Bei allen Veranstaltungen ist Aurel Mamier dabei und das immer mit viel Spaß und Freude. Ob beim Tag der Vereine, dem Schwarzlichttheater, Erlebniswochenende, dem Zeltwochenende, Aktionen wie Kunst trifft Leerstand in Blankenburg oder auch in den Ferienfreizeiten. Aurel Mamier ist eine feste Größe und widmet einen Großteil seiner Freizeit dem Harzer Schwimmverein. Damit bereichert er den Verein und agiert als Vorbild für jüngere Schwimmer, die sich auch vermehrt einbringen.
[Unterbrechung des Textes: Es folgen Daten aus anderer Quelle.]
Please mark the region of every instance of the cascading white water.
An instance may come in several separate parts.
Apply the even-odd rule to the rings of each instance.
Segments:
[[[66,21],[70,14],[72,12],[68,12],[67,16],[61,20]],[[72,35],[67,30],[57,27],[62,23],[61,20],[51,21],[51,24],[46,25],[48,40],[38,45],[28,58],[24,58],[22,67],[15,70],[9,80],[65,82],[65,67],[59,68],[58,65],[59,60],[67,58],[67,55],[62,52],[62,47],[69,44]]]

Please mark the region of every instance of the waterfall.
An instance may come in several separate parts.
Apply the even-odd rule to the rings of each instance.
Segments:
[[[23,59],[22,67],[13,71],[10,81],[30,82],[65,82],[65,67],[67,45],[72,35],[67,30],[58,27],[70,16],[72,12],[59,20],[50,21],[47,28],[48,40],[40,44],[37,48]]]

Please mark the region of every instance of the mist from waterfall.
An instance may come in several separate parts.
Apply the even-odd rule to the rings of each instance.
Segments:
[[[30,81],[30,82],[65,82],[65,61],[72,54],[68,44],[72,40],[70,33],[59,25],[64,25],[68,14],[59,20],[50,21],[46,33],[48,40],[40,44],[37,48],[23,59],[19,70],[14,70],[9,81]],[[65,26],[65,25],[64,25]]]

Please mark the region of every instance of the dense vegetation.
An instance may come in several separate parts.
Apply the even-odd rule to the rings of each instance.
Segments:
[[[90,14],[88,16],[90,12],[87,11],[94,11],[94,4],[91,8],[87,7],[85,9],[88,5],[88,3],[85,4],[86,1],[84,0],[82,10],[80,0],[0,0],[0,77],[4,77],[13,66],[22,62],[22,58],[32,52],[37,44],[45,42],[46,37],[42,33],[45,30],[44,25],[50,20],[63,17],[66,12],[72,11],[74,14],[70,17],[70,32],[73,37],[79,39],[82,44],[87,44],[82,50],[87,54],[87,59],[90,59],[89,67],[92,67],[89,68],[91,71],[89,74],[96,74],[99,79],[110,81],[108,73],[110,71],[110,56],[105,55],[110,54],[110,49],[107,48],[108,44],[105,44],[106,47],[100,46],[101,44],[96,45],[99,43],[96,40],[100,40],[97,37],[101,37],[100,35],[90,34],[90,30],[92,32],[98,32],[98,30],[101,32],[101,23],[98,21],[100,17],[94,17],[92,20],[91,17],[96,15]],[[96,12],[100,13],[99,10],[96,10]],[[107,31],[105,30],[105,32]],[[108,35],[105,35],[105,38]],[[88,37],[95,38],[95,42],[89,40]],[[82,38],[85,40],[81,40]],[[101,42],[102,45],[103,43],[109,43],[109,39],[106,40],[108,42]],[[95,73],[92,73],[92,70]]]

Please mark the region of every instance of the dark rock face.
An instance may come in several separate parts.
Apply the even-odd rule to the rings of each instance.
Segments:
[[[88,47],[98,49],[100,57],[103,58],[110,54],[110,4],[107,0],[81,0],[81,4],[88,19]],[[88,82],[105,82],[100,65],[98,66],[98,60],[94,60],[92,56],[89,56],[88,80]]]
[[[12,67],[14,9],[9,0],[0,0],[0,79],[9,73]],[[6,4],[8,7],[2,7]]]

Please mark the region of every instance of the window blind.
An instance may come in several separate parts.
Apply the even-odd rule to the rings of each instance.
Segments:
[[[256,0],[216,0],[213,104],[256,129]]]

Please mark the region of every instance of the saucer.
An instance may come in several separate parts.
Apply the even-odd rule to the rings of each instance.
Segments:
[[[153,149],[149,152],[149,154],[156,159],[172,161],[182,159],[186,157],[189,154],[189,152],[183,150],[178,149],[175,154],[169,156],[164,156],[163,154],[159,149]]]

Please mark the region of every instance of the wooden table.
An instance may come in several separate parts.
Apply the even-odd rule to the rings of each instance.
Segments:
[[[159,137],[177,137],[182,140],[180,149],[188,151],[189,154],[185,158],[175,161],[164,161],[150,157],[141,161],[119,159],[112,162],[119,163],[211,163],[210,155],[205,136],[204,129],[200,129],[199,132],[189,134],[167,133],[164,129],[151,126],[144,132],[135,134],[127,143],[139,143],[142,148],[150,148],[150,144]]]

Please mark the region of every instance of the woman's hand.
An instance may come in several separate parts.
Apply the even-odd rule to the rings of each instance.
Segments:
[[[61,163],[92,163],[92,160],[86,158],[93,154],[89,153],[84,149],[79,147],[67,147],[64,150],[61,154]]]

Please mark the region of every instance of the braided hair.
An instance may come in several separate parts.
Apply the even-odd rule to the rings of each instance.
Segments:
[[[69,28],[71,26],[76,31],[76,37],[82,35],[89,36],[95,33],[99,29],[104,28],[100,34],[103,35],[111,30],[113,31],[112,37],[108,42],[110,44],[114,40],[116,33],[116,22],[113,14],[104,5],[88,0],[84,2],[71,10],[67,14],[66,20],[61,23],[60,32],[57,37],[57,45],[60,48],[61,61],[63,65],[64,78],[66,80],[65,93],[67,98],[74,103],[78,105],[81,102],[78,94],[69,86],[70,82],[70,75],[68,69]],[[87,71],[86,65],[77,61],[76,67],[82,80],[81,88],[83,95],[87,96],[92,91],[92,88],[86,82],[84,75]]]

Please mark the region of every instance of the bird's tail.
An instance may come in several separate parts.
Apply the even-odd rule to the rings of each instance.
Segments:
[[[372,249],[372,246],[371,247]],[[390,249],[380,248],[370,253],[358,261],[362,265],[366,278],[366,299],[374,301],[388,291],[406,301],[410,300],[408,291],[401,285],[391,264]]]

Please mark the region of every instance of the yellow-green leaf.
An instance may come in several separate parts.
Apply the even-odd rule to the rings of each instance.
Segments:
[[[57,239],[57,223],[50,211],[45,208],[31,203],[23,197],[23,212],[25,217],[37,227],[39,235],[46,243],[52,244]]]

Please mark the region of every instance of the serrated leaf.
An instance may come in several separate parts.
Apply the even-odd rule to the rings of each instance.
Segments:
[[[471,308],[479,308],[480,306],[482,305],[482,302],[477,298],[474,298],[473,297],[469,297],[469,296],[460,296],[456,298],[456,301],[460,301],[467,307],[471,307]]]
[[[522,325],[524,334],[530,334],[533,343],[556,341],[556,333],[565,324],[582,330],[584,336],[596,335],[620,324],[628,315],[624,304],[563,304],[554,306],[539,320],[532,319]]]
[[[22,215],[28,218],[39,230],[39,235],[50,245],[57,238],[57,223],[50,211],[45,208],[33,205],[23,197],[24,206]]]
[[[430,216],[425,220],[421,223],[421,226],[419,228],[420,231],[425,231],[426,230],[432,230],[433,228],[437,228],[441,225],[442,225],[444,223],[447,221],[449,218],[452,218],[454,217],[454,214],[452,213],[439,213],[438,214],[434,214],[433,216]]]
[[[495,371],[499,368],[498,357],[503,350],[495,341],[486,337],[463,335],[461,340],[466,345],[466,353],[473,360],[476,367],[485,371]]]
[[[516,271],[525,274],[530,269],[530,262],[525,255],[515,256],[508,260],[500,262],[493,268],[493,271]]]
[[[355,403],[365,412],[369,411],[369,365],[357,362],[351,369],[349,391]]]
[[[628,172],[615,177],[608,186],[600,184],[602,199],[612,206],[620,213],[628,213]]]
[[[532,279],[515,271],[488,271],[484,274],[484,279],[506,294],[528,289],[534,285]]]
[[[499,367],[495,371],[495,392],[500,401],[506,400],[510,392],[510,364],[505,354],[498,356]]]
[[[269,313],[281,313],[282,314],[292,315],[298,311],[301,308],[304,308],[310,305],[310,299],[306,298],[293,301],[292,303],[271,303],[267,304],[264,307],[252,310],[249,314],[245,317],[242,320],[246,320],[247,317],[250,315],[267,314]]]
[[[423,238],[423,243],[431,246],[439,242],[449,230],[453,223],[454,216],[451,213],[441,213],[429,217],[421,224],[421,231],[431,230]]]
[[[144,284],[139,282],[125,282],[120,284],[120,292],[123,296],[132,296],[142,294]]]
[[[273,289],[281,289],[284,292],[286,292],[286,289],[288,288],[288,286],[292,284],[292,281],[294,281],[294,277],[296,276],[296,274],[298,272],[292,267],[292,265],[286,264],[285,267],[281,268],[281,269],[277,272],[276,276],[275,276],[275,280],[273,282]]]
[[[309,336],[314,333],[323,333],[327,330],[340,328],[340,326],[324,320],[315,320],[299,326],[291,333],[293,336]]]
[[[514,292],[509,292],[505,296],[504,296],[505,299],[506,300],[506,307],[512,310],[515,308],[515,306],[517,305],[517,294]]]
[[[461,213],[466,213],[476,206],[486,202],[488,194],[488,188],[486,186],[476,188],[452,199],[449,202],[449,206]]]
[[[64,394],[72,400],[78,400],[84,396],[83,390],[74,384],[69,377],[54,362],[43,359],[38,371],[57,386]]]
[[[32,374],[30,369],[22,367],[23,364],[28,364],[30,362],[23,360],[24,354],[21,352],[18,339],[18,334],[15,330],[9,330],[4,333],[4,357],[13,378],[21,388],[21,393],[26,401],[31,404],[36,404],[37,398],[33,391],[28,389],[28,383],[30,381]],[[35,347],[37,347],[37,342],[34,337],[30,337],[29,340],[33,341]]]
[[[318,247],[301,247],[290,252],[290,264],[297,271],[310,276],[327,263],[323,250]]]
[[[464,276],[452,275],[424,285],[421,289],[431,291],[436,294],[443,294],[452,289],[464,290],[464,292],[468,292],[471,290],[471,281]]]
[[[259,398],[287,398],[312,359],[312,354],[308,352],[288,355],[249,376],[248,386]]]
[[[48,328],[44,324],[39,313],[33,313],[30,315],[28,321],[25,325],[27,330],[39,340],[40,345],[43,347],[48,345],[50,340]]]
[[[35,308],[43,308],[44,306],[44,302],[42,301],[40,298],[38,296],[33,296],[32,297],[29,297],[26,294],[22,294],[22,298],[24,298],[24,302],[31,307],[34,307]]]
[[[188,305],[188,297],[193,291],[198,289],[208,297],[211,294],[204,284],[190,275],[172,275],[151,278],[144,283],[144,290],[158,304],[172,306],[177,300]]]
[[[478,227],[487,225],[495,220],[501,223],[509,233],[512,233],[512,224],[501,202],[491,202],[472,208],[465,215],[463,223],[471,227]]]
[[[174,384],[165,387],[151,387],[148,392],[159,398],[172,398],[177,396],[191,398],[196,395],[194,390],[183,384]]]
Stille Helfer bringen sich stark ein

Die dritten Kandidaten sind wirklich stille Helfer, die in der Kategorie Sponsor geehrt werden. Im ersten Moment klingt dies nach Geldspende, aber es ist nicht Geld, das Falko Schärfe und seine Frau in den Verein einbringen. Vielmehr ist es Tatkraft gepaart mit Ideen­reichtum und tatkräftiger Unterstützung.

Die Tätigkeiten sind vielfältig. So werden Requisiten für das Schwarzlichttheater gebastelt oder Kostüme für diverse Aktionen wie das Mittelalterwochenende oder die Schwarzlichtgruppe genäht.

Ganz oft tragen die beiden die Materialkosten dabei selbst. Falko Schärfe agiert auch als Fotograf bei Vereinsveranstaltungen und erfasst das Vereinsleben mit seiner Kamera. Zum Verein gekommen sind beide über ihren Sohn Lukas, der erst im Wettkampfbereich schwamm und jetzt in der allgemeinen Sportgruppe dabei ist.

„Als Verein erleben wir es leider zunehmend, dass wir als Dienstleister gesehen werden und die ehrenamtliche Arbeit, auf der ein Verein beruht, ignoriert wird. Gerade das Coronajahr hat dies in vielen sozialen Bereichen gezeigt. Oft ist leider auch zu beobachten, dass die Kinder gerne gebracht werden, dass aber den Eltern die Zeit oder Lust fehlt, sich selbst zu engagieren“, sagt Frank Walentowski vom Harzer Schwimmervein.

Deshalb sei es umso wichtiger, Menschen wie Falko Schärfe und seine Frau, die immer im Hintergrund da sind, sich selbst einbringen und die Trainer und Betreuer entlasten, in den Reihen zu haben.